[Monero Research] Those who control the code control the rules

tl;dr new peer reviewed research, that uses Monero as a case study, was published last week (i am one of the co-authors and was lead researcher). the paper details the varied perspectives found within the development of blockchain systems. a set of 22 interviews are compared drawn from five core “social worlds” – users, cryptographic researchers, protocol developers, corporate architects, and regulators. for the most part the perspectives are very similar, except for the obvious sticking point of “extraordinary transactions”. It is not clear what the path is for resolution on this issue.

hey all. i am going to try and keep this short.

In 2018 i started a study as part of the post-grad research i was doing at University College Cork, Ireland.

The goal of the study was to try and understand the varied existent perspectives of privacy as found within the blockchain space. I wanted to see how the view found within the Monero community (at least as described by the members of the community i interviewed) differed from those found outside of the community. The research took place over the next 12-15 months or so. I presented the initial findings in a talk at DefCon 2019.

Once the study concluded the paper went through peer review (took about 18 months in total and three peer review rounds with experts in the field), and has now been published in a “high-impact factor” journal – The Journal of Information Technology. You can find it here, and here. Sorry there are certain copyright restrictions. I cannot really do much about it, at the moment.

From my own perspective, the paper (while not groundbreaking) portrays a lot of the very important discussion, viewpoints, perspectives, and points of contention found within and without the Monero community. It highlights why we (and others) see privacy as important, and also outlines the common ground that exists within most all of the involved social worlds (users, cryptographic researchers, protocol developers, corporate architects, and regulators).

Three key findings emerge:

  1. None of the social worlds express a desire to monitor routine transactions, despite the obvious business and tax-collection value of such data
  2. Regulators are happy to postpone active involvement, based on the flawed assumption they can impose privacy-related regulation later, once risks have become clear. Such regulation may not be possible as protocols and rulesets currently being coded into the system may be impossible to amend in the future (unless they can obtain either developer or network consensus)
  3. Regulators assume methods for overseeing extraordinary transaction are necessary to avoid widespread, near-effortless money laundering. Yet, each of the other social worlds is operating under the assumption that this trade-off has already been accepted. These findings demonstrate subtle power transitions and changes in privacy attitudes that have implications for research on blockchain, management, and boundary objects in general.

I want to say thanks to all those that participated in this study.

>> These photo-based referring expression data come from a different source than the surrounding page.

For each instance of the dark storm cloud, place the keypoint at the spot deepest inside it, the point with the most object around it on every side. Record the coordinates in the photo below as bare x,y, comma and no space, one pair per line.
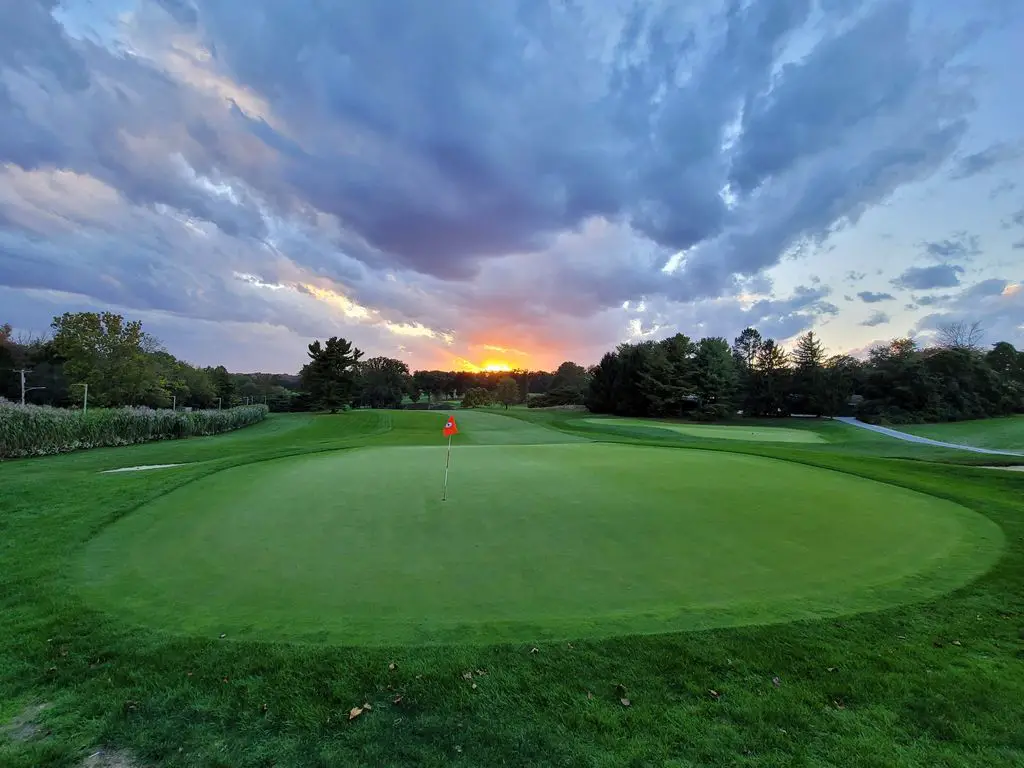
980,162
872,297
463,139
926,278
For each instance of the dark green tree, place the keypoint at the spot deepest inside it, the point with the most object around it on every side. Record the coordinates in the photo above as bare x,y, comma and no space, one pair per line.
112,355
808,394
770,381
383,382
507,391
329,378
716,378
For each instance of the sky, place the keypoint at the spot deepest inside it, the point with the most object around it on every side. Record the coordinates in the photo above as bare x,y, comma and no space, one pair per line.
514,182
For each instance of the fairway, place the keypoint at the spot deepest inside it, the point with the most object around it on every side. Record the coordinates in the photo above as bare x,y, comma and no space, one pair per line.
355,547
712,431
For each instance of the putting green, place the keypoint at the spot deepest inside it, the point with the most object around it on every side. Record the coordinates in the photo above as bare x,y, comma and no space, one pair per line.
712,431
536,542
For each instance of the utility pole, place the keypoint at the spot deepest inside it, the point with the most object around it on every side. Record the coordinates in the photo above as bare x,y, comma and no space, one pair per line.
85,397
25,389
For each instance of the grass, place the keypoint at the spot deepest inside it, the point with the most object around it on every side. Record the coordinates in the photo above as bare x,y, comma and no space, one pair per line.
1006,433
751,432
936,682
387,562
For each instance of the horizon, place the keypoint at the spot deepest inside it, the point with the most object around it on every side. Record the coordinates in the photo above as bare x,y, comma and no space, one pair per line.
515,185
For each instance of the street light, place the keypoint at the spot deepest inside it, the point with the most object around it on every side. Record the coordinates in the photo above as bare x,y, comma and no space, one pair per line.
85,397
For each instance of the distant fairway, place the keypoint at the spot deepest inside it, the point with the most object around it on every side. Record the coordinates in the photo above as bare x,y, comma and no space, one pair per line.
536,541
1001,434
712,431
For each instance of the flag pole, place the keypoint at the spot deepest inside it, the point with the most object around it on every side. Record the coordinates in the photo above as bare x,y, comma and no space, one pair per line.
448,460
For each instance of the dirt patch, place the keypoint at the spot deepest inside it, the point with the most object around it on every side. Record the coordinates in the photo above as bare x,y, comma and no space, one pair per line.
110,759
26,726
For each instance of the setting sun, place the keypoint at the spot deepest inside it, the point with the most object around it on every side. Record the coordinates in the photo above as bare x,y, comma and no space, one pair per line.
495,367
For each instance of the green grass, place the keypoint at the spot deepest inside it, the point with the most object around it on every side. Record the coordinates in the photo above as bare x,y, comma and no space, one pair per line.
388,562
748,432
936,682
1006,433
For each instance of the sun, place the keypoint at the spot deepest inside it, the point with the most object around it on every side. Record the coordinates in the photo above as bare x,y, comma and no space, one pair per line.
495,367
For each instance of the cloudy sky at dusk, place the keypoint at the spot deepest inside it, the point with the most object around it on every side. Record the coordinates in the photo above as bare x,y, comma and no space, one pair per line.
459,182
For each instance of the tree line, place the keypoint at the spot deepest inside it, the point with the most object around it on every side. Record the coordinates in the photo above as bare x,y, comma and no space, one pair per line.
899,382
678,377
122,365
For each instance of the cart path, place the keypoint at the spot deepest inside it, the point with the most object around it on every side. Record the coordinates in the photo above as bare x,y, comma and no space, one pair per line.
924,440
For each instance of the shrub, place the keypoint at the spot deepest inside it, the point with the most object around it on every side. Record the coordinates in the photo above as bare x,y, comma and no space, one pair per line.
41,430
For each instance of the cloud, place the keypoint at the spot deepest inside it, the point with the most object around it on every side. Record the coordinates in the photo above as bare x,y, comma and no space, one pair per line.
511,173
925,278
962,247
877,318
996,304
981,162
871,297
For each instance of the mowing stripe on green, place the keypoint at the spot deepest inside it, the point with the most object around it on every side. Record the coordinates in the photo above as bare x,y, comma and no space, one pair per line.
709,431
535,542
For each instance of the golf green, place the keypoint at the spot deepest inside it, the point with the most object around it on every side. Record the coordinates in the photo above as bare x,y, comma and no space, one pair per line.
712,431
535,542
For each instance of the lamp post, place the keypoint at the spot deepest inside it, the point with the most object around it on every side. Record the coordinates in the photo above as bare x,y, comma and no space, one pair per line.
85,397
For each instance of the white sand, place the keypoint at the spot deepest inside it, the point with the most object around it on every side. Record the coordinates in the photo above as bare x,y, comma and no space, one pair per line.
141,468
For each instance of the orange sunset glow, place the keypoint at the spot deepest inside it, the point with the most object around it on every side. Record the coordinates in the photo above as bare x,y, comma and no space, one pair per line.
485,367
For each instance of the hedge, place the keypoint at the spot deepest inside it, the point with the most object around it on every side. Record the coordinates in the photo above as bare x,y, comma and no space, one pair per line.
41,430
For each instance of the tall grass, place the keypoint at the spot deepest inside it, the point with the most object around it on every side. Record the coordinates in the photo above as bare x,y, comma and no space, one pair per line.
40,430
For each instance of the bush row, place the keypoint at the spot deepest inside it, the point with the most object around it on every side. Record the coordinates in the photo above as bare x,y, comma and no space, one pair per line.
41,430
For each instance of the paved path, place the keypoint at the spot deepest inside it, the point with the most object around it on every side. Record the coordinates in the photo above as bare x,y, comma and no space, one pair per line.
924,440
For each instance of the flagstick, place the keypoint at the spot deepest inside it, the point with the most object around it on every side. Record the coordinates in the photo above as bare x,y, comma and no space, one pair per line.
448,460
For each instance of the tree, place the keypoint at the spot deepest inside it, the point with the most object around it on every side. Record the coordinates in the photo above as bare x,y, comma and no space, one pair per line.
745,347
383,382
808,375
842,378
329,377
1006,360
507,391
475,397
111,355
769,380
716,378
601,390
962,335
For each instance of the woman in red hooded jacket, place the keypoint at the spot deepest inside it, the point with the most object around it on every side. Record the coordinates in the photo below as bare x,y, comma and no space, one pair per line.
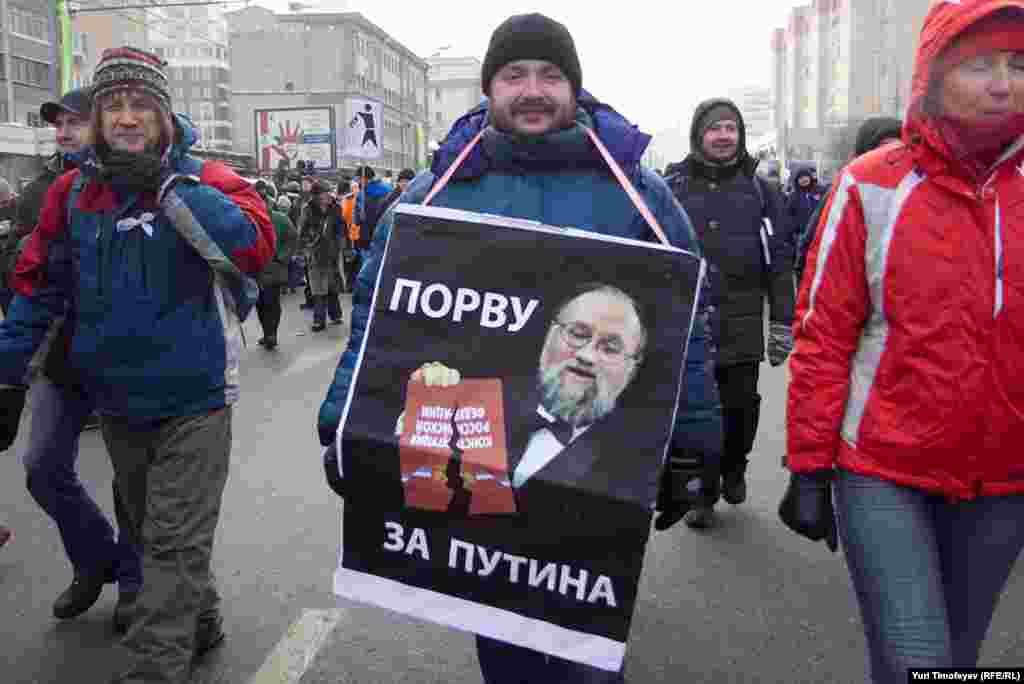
906,394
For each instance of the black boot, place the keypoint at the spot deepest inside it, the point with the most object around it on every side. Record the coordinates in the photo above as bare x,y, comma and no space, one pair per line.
124,611
209,634
734,487
81,595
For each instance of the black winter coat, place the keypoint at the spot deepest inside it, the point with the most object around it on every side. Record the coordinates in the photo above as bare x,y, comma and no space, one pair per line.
726,210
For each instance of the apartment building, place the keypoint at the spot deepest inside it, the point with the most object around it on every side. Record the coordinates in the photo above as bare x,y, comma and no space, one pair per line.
322,60
454,88
837,62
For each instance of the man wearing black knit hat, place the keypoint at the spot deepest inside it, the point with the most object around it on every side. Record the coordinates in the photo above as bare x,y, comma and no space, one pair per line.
125,248
536,161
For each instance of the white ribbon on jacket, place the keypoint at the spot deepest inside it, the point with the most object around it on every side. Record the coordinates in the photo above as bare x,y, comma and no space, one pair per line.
143,221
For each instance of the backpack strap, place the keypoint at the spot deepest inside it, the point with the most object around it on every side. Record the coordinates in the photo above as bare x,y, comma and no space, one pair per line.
75,191
616,171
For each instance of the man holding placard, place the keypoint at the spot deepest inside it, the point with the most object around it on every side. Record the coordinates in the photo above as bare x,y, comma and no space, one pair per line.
539,150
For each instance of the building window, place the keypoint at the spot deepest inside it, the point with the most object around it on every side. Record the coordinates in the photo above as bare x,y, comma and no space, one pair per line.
32,73
29,24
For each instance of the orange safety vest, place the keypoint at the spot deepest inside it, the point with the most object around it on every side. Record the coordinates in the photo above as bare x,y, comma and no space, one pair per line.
347,205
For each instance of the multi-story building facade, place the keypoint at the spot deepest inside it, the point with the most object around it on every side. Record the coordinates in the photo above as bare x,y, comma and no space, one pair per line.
194,40
758,107
101,25
323,59
454,88
837,62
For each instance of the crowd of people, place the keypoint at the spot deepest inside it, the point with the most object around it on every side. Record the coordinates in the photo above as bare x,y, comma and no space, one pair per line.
895,294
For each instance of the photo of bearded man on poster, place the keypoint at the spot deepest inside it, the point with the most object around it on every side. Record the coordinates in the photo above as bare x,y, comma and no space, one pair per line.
560,427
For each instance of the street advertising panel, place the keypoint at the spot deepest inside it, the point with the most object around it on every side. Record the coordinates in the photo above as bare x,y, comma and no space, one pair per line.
509,419
295,134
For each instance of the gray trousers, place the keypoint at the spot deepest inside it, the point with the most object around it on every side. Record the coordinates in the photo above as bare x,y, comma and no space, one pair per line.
171,476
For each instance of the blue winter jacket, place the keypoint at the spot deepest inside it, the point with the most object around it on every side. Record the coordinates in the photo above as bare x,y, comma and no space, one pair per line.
559,180
152,336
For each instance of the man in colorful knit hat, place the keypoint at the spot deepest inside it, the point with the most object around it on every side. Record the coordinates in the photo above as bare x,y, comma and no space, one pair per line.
155,337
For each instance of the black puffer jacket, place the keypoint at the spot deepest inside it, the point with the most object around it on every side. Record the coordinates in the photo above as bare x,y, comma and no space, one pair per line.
727,210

Along the way i spoke to a host of really interesting, engaging and informed characters – from hardcore cypherpunks, dedicated users, Monero related business owners, big five finance firm employees, and also some key regulators (and their advisors) within Europe and the United States.

The study isn’t perfect, but its a start.

The goal was to at least demonstrate and why we believe financial privacy is important (ideologically, economically, and technically), regardless of the continued efforts to ensure that it is not afforded to the average citizen.

The full abstract of the paper is found below:

Abstract

Blockchain systems afford new privacy capabilities. This threatens to create conflict, as different social groups involved in blockchain development often disagree on which capabilities specific systems should enact. This article adopts a boundary object perspective to make sense of disagreements between collaborating social worlds. We perform a case study of privacy attitudes among collaborating actors in Monero, a cryptocurrency community that emphasises privacy and decentralisation alongside a set of values sometimes described as anti-establishment, crypto-anarchist, and/ or cypherpunk. The case study performs a series of interviews with users, developers, cryptographic researchers, corporate architects, and government regulators. Three novel and important findings emerge. The first is that none of the social worlds express a desire to monitor routine transactions, despite the obvious business and tax-collection value of such data. The second is that regulators are happy to postpone active involvement, based on the flawed assumption they can impose privacy-related regulation later, once risks have become clear. Such regulation may not be possible as protocols and rulesets currently being coded into the system may be impossible to amend in the future (unless they can obtain either developer or network consensus). The third is that regulators assume methods for overseeing extraordinary transaction are necessary to avoid widespread, near-effortless money laundering. Yet, each of the other social worlds is operating under the assumption that this trade-off has already been accepted. These findings demonstrate subtle power transitions and changes in privacy attitudes that have implications for research on blockchain, management, and boundary objects in general.